A ministra, enquanto advogada, convenceu a Suprema Corte de que a percepção dos ministros de que existia igualdade de direitos devia-se ao fato de terem internalizado o papel social de cada sexo e assumiam que a mulher não precisava de direitos iguais aos dos homens e vice-versa. Eles não conseguiam conceber porque a mulher militar deveria receber auxílio moradia como seus colegas homens, se o responsável por sustentar a família era o marido. Ou porque um homem viúvo com um filho para criar deveria ganhar pensão da previdência social para a qual a mulher, professora, contribuiu, se o papel do homem não é o de ficar em casa para cuidar do filho. Os juízes, e certamente os legisladores, não entendiam como um homem optaria por cuidar do filho em vez de ser profissional.

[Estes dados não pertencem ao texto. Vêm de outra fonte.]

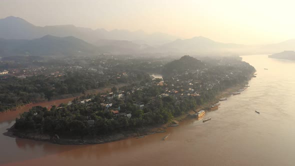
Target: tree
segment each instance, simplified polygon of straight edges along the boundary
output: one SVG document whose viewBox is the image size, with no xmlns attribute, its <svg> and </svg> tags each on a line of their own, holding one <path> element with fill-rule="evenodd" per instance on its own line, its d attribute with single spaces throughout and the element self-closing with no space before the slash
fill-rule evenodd
<svg viewBox="0 0 295 166">
<path fill-rule="evenodd" d="M 115 92 L 117 91 L 117 88 L 116 86 L 114 86 L 112 88 L 112 92 Z"/>
</svg>

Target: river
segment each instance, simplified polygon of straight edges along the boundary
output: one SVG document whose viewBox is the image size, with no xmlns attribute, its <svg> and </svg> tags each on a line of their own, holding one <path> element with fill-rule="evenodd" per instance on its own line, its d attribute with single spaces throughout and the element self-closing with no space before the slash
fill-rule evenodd
<svg viewBox="0 0 295 166">
<path fill-rule="evenodd" d="M 266 56 L 242 58 L 255 67 L 257 77 L 241 94 L 206 113 L 211 120 L 190 119 L 166 133 L 94 145 L 0 134 L 0 165 L 294 166 L 295 62 Z M 0 133 L 13 124 L 12 120 L 2 119 Z"/>
</svg>

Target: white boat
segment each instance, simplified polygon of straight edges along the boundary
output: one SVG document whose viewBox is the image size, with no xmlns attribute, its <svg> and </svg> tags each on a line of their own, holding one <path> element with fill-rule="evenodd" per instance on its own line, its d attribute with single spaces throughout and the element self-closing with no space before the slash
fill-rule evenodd
<svg viewBox="0 0 295 166">
<path fill-rule="evenodd" d="M 224 100 L 228 100 L 227 98 L 221 98 L 219 99 L 220 101 L 224 101 Z"/>
<path fill-rule="evenodd" d="M 232 95 L 237 95 L 237 94 L 240 94 L 240 92 L 235 92 L 234 94 L 232 94 Z"/>
</svg>

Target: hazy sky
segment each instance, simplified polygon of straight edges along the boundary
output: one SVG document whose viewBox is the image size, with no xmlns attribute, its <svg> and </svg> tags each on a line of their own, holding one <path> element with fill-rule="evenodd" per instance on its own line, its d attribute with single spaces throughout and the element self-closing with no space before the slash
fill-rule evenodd
<svg viewBox="0 0 295 166">
<path fill-rule="evenodd" d="M 295 38 L 294 8 L 286 0 L 0 0 L 0 18 L 255 44 Z"/>
</svg>

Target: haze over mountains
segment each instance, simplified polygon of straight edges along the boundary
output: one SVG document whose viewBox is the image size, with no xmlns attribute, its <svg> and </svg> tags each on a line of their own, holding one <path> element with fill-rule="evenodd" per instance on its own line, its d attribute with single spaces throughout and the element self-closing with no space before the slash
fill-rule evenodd
<svg viewBox="0 0 295 166">
<path fill-rule="evenodd" d="M 0 19 L 0 56 L 168 52 L 226 55 L 273 54 L 295 50 L 295 40 L 247 46 L 216 42 L 202 36 L 181 40 L 165 34 L 149 34 L 140 30 L 92 30 L 73 25 L 42 27 L 14 16 Z"/>
</svg>

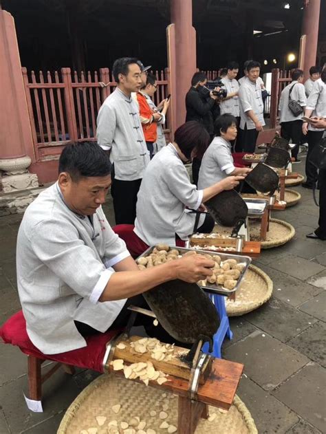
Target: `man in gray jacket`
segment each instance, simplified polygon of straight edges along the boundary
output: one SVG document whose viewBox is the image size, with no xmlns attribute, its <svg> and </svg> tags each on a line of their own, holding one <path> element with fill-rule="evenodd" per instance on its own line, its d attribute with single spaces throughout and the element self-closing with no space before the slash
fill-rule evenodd
<svg viewBox="0 0 326 434">
<path fill-rule="evenodd" d="M 97 118 L 98 144 L 109 151 L 113 163 L 111 193 L 117 224 L 133 224 L 137 194 L 149 162 L 139 108 L 131 97 L 142 85 L 138 62 L 130 57 L 114 62 L 117 87 L 103 102 Z"/>
<path fill-rule="evenodd" d="M 163 282 L 212 274 L 207 267 L 214 261 L 201 255 L 138 270 L 101 208 L 110 173 L 109 157 L 97 144 L 67 146 L 57 182 L 23 217 L 18 290 L 28 334 L 45 354 L 85 347 L 85 336 L 125 327 L 127 307 L 146 307 L 140 294 Z"/>
</svg>

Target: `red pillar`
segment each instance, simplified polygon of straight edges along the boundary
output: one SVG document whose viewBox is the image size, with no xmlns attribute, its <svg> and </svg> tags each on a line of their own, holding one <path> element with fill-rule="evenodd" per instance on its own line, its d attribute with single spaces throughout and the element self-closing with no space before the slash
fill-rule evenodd
<svg viewBox="0 0 326 434">
<path fill-rule="evenodd" d="M 39 186 L 14 22 L 0 6 L 0 171 L 4 193 Z M 1 175 L 0 175 L 1 176 Z"/>
<path fill-rule="evenodd" d="M 309 68 L 316 65 L 320 0 L 309 0 L 303 12 L 302 34 L 306 35 L 303 58 L 305 78 L 309 77 Z"/>
<path fill-rule="evenodd" d="M 171 0 L 172 24 L 168 27 L 168 64 L 171 89 L 173 129 L 186 120 L 186 94 L 196 72 L 196 32 L 192 0 Z"/>
</svg>

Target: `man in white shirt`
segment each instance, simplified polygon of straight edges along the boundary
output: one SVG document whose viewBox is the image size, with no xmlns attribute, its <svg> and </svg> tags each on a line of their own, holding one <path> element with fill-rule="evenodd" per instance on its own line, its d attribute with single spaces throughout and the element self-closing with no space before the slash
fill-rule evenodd
<svg viewBox="0 0 326 434">
<path fill-rule="evenodd" d="M 263 130 L 263 103 L 261 87 L 257 82 L 261 65 L 250 61 L 247 65 L 248 76 L 243 80 L 239 90 L 240 142 L 244 152 L 254 152 L 258 134 Z"/>
<path fill-rule="evenodd" d="M 214 261 L 201 255 L 140 270 L 101 208 L 110 173 L 109 156 L 96 144 L 67 146 L 57 182 L 23 217 L 18 290 L 28 334 L 45 354 L 81 348 L 87 334 L 125 327 L 128 305 L 144 303 L 140 294 L 163 282 L 212 274 L 207 267 Z"/>
<path fill-rule="evenodd" d="M 310 95 L 314 82 L 320 77 L 321 69 L 318 66 L 312 66 L 309 69 L 309 77 L 305 82 L 307 98 Z"/>
<path fill-rule="evenodd" d="M 236 80 L 239 72 L 239 64 L 237 62 L 230 62 L 228 65 L 226 76 L 221 79 L 224 88 L 227 91 L 226 98 L 219 103 L 221 115 L 229 113 L 237 119 L 237 128 L 240 125 L 240 108 L 239 103 L 239 83 Z M 233 147 L 236 140 L 231 142 Z M 238 151 L 237 144 L 235 150 Z"/>
<path fill-rule="evenodd" d="M 292 150 L 292 155 L 295 158 L 296 163 L 301 162 L 298 159 L 299 144 L 302 133 L 302 116 L 307 105 L 303 82 L 303 71 L 295 69 L 292 74 L 292 81 L 282 91 L 279 101 L 279 110 L 280 111 L 281 135 L 287 140 L 292 140 L 292 143 L 296 144 Z M 298 102 L 302 107 L 302 113 L 297 116 L 293 114 L 289 109 L 290 99 Z"/>
<path fill-rule="evenodd" d="M 117 87 L 102 105 L 97 118 L 98 144 L 109 151 L 113 163 L 111 193 L 117 224 L 133 224 L 137 193 L 149 162 L 139 108 L 131 97 L 142 83 L 143 72 L 138 62 L 130 57 L 114 62 Z"/>
</svg>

O caso mais importante para o movimento feminista, porque colocou as mulheres no mesmo plano dos homens, foi o julgamento, em 1996, da causa de uma mulher a quem foi negada matrícula no Instituto Militar da Virgínia, uma escola pública de ensino superior que não admitia mulheres. Ginsburg, já ministra da Suprema Corte, foi a relatora da decisão deste que foi o primeiro caso sobre igualdade de gênero diante da Suprema Corte dos EUA. Os casos que defendeu como advogada reviam regulamentações que prejudicava um gênero. O argumento, que ganhou por 7 a 1 no tribunal, foi simples e óbvio: se a candidata é capaz de participar de todas as atividades da escola nos parâmetros exigidos, o instituto não pode recusar sua matrícula porque viola o artigo 14⍛ da Constituição. Com essa decisão a Suprema Corte tornou inconstitucional as leis que tratam as mulheres de forma diferente dos homens. Tinha-se atingido a desejada igualdade, perante a lei. Quando reflete sobre o feminismo, a ministra gosta de citar uma frase da escritora abolicionista e sufragista no fim do século 18, Sarah Grimké, “Não peço nenhum favor para o meu sexo. Só peço aos meus irmãos que tirem os pés do nosso pescoço”.
Ginsburg é uma pessoa reservada, introspectiva, quase tímida. Ela fez direito em Harvard, mas formou-se, com distinção, pela Universidade de Columbia, em primeiro lugar da sua turma, nos anos 50. Depois de formada, não conseguiu emprego em nenhuma firma de advocacia de Nova York por ser mulher. “Não contratamos mulheres”, foi o que ela ouviu, depois de uma entrevista em que demonstrou capacidade e competência como advogada. Teve que se contentar com um emprego de professora de direito. Foi trabalhando para a União Americana pelas Liberdades Civis que ganhou experiência em litígio como advogada, e recebeu apoio da organização para advogar em casos de discriminação, tornando-se a patrona da igualdade de direitos. Todos são iguais perante a lei.